By investigating the theory of vowel targets, we hope to inform the practice of describing and classifying vowels in diagnosis and therapy. Since our research will be based on articulatory evidence, including ultrasound, we will explore the limits of using such evidence to define vowel categories bottom-up, and the methods we will use for such description can, in principle, be extended to SLT.

In addition to diagnosis and assessment, research on ultrasound imaging can also benefit the treatment of speech sound disorders. Most SLT practitioners measure the success of interventions based on their auditory impressions. The rationale for this approach stems directly from the goal of speech therapy, i.e. intelligibility. However, arriving at the desired perceptible target may benefit from refocusing on the control structures used to produce speech output, which do not map on to the output in a linear fashion. To put it differently, for some groups of clients, speech therapy may be more beneficial if the focus is on reproducing a specific tongue shape rather than a specific vowel sound. This type of approach has already been trialled with positive results for treatment of consonant disorders with ultrasound biofeedback (Cleland, Scobbie & Wrench, 2015), and it shows promise in helping vowel production in adolescents with hearing loss (Bacsfalvi, Bernhardt & Gick, 2007).
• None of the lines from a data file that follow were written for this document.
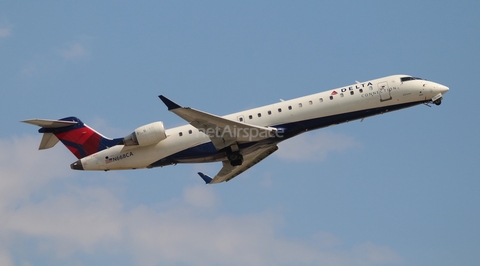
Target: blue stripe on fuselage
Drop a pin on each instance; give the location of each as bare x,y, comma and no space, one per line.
208,153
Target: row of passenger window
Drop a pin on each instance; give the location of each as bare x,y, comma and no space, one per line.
299,105
280,109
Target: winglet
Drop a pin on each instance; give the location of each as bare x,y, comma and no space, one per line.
205,177
169,103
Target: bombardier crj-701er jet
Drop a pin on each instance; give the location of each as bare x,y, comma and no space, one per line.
239,140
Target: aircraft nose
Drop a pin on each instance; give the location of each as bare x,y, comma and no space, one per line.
77,165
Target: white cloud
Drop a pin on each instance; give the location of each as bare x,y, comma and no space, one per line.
314,146
72,220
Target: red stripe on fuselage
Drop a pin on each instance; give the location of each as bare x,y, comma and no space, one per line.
85,137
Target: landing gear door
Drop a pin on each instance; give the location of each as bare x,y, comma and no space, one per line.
384,91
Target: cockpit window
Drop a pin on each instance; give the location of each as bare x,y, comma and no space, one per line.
410,78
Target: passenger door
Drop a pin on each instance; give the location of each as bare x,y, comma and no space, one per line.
384,91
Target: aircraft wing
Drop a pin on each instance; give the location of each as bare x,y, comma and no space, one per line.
221,131
228,171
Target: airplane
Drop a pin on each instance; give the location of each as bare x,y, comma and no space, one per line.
239,140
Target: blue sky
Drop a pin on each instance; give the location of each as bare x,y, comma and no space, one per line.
395,189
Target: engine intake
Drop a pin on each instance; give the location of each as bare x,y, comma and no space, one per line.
146,135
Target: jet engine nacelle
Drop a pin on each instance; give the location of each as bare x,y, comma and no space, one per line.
146,135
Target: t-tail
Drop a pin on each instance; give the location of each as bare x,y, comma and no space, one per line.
79,138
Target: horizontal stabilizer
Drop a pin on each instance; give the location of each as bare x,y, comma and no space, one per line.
48,140
46,123
205,177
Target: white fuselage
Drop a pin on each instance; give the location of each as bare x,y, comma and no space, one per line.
293,116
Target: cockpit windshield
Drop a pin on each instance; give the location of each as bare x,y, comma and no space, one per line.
403,79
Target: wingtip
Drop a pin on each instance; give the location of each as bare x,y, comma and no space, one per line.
205,177
169,103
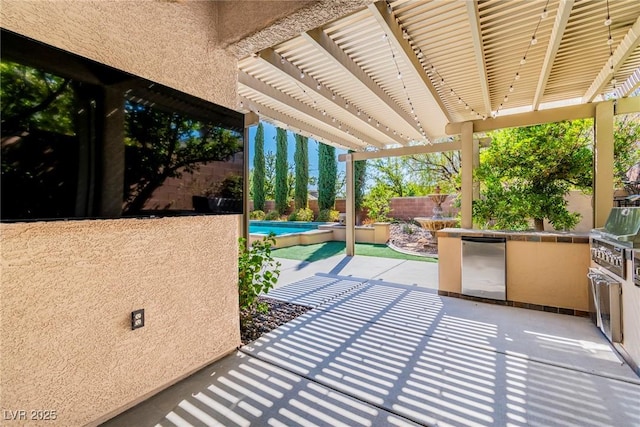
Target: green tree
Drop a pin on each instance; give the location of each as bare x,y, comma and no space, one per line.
168,145
360,179
626,140
258,178
301,159
395,173
34,99
526,172
377,202
327,175
282,185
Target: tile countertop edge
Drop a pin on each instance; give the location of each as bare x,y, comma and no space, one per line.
530,236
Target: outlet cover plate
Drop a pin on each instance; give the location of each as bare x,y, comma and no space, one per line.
137,319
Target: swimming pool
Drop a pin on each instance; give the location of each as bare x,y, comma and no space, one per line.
280,227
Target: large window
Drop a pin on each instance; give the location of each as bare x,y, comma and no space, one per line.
82,140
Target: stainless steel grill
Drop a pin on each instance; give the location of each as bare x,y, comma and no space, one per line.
615,249
615,243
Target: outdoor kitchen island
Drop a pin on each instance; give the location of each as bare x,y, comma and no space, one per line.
544,270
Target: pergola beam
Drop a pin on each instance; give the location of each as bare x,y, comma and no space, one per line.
279,96
620,55
559,26
478,48
271,58
552,115
630,85
389,25
403,151
338,57
301,128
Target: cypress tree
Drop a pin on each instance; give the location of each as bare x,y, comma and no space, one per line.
282,202
301,158
258,170
359,178
327,175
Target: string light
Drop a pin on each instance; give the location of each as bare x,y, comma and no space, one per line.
435,76
607,23
523,61
405,36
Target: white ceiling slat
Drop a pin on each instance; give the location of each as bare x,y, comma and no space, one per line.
280,96
270,57
622,52
474,23
404,48
336,55
559,26
476,47
630,85
299,126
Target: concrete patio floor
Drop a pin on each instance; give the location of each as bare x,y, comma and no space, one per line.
381,348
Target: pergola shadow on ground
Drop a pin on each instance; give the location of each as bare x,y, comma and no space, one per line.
375,353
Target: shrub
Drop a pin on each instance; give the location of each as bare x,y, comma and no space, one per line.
304,214
257,214
258,273
272,216
328,215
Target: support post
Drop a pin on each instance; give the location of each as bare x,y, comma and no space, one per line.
467,159
250,119
476,164
603,163
350,207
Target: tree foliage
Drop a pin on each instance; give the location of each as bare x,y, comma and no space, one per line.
526,172
163,145
626,137
258,177
301,159
34,99
258,273
327,175
281,185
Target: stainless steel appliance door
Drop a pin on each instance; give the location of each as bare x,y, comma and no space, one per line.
484,267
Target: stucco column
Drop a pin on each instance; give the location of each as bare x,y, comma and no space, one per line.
467,158
603,163
350,207
476,164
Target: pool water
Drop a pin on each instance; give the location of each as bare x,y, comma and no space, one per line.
279,228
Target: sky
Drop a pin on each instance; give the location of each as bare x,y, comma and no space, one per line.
270,145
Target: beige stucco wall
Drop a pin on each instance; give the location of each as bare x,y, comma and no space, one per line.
67,292
172,43
581,203
449,264
550,274
631,320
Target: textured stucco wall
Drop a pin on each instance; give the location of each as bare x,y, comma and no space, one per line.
241,18
67,292
172,43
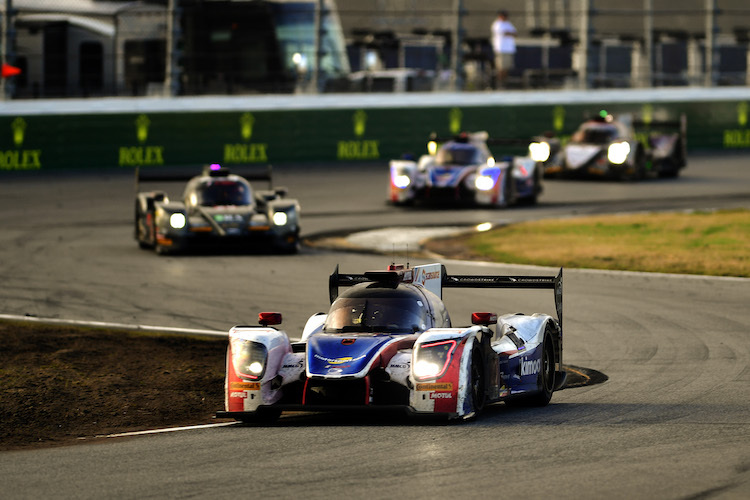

We expect that our project will benefit the SLT community in two ways. The research will contribute to the knowledge base on vowel articulation, vowel movement and articulation-acoustics mapping, all of which have implications for identifying and assessing vowel disorders. We will communicate our results to researchers in speech therapy via the Child Speech Disorder Research Network, who will help us contextualise our findings and make them relevant to speech therapists. This engagement will be facilitated by Dr Joanne Cleland, the current chair of the network, who has agreed to serve on the Advisory Board for our project. In addition, we have planned a series of impact activities directed at speech therapy students that will raise awareness of potential use of ultrasound in the clinic, and also provide practical training and support in using this method. These activities will be built into existing SLT student training at the University of Manchester. By incorporating ultrasound into SLT training, we aim to popularise this approach among clinicians, and to help develop innovations in speech therapy.